I dont mind if any of you tag along, just that we have to wait a little .

So, party at our place !


----------



## bho_expertz (Jun 6, 2011)

picked up a chair


----------



## Ruffy (Jun 6, 2011)

ill pull up piece of fur, & not the hamster! green mojo


----------



## DonConSemillas (Jun 7, 2011)

Some more photos I took this morning  







Keep blazin, stay safe !


----------



## thomas 11111 (Jun 7, 2011)

DonConSemillas said:
			
		

> Some more photos I took this morning
> View attachment 170382
> View attachment 170383
> View attachment 170384
> ...


 :holysheep: That's a nice cola you have there!


----------



## DonConSemillas (Jun 7, 2011)

Thats a Critical Express, it gets more beautiful as each day goes by 

Can't wait to get a taste of it !


----------



## DonConSemillas (Jun 8, 2011)

Some closer look at the flowers  





Stay safe ! :hubba:


----------



## DonConSemillas (Jun 13, 2011)

Found a male among the Cheese, so far we got 1 or 2 more male suspects .

Everythings going fine, ill come with more pics soon.

Stay safe !:hubba:


----------



## Ruffy (Jun 13, 2011)

lol u barried ur male with a cross:holysheep:    thats some funny shat


----------



## DonConSemillas (Jun 14, 2011)

Our girls are often compared with a human, and we love them likewise.
Its good to enjoy doing what you like.
Tomorrow ill post some pics with the advanced flowering Critical and Afghan Express. They are going like nuts 

All the best and stay safe !


----------



## ston-loc (Jun 14, 2011)

Haha, that last set of pics cracked me up. RIP


----------



## DonConSemillas (Jun 15, 2011)

So, here they are 
The Critical Express





We got another 10 that didnt popped cuz they were put straight into the soil. Germinated and replanted them, now we wait :hubba: .






Stay safe !


----------



## DonConSemillas (Jun 22, 2011)

We had some guerilla cheese, the other morning when we went to water them we found an empty leveled field. My heart stopped. :/ we saved 6 out of 10 and transplanted them in pots. They are recovering well.

On the other side, the small Critical Express is about ready, now its 1 week without water and up to dry .

Next week we're gonna be really busy. The other Critical Exp. is about due and we will manually flower some Cheese, Early Afghani, Haarlem Diesel, African Cheese and Bigrasta.

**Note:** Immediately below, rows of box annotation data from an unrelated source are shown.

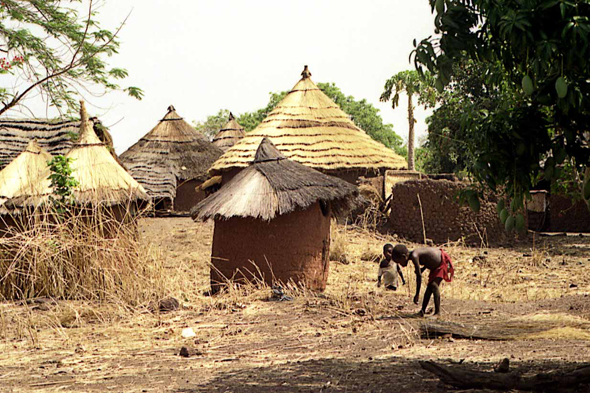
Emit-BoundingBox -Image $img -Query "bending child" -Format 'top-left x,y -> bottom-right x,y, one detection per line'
392,244 -> 455,316
377,243 -> 406,291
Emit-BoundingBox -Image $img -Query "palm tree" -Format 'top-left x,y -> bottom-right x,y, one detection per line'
379,71 -> 436,170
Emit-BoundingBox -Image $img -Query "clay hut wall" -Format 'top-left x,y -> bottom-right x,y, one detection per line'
389,179 -> 507,245
174,179 -> 205,212
211,203 -> 331,291
543,195 -> 590,232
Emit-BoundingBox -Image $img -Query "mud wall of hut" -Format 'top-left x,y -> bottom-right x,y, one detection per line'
174,179 -> 205,212
389,179 -> 506,245
543,195 -> 590,232
211,203 -> 330,290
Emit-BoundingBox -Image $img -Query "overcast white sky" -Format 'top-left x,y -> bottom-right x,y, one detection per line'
4,0 -> 434,153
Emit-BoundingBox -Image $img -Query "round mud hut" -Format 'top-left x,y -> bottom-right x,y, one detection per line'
212,112 -> 246,152
120,105 -> 223,212
192,138 -> 358,292
4,102 -> 149,227
209,66 -> 407,195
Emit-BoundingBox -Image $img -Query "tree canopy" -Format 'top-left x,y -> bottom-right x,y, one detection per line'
0,0 -> 143,115
414,0 -> 590,216
195,83 -> 403,151
380,71 -> 436,170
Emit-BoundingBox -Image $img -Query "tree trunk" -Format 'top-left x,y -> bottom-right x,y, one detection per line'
420,361 -> 590,392
407,92 -> 416,171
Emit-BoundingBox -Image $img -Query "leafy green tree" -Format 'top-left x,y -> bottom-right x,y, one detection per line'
380,71 -> 436,170
414,0 -> 590,217
237,83 -> 403,149
193,109 -> 229,141
47,156 -> 79,213
0,0 -> 143,115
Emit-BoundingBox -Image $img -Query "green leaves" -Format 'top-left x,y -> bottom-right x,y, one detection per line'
0,0 -> 143,115
555,76 -> 567,98
522,75 -> 535,96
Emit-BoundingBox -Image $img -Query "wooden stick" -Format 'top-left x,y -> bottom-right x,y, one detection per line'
416,194 -> 426,244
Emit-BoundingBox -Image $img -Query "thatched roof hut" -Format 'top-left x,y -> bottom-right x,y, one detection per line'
210,66 -> 407,175
7,103 -> 149,208
212,112 -> 246,151
193,138 -> 358,290
120,105 -> 223,211
0,118 -> 114,169
0,139 -> 51,214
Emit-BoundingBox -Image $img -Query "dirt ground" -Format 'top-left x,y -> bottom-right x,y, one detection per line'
0,218 -> 590,393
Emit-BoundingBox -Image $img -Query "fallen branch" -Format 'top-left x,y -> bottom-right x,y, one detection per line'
420,361 -> 590,392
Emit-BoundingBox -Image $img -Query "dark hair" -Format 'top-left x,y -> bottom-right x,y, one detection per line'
393,244 -> 410,259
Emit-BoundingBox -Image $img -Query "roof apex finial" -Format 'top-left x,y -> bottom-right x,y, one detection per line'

Ill come with some pics tomorrow.

Stay safe and enjoy this lovely summer !


----------



## mountain man (Jun 22, 2011)

Why don't you let them grow up a little bit before you flower them?


----------



## MrFulldankWeed (Jun 22, 2011)

There looking nice man, where do you get your seeds from?


----------



## DonConSemillas (Jun 23, 2011)

@mountain man: they are around waist level, so we decided they are good for flowering .

@MrFulldankWeed: we are a seed retailer, so we used the seeds we sell; and some we got from a friend.

On the other side, the Critical Exp. is looking good, starting to get dry  can't wait to taste it *yummy yummy*

Here are some photos 










We have twins !  


Stay safe !


----------



## burner (Jun 23, 2011)

budding up real nice :aok:


----------



## DonConSemillas (Jul 3, 2011)

Well, been missing a while, had some problems at home ( nothing serious to hurt the girls  )

So, lets do a recap on what has been happening lately at DCS 

- The ones in pots are starting to flower nice after 4 days of 12/12, theres a multitude of tastes and aromas in there 
- Lost 2 of the Cheese that was saved from the guerilla grow, but the others are recovering well.
- We started using a new soil, called Cannacrem, one of the best things I saw . It creates some really huge monsters.

Ill be coming with some photos too soon, but for now we lost our camera 
So, untill the next time, have  a nice day ! 

PS: someone please turn off the heat in here !!


----------



## DonConSemillas (Jul 7, 2011)

Damn you heat !

Mhm, so we're out of Sour Amnesia, cuz 1 died and 1 turned out male. The heat out here is killing them. We got them in the house for flowering them and we had some really big problems...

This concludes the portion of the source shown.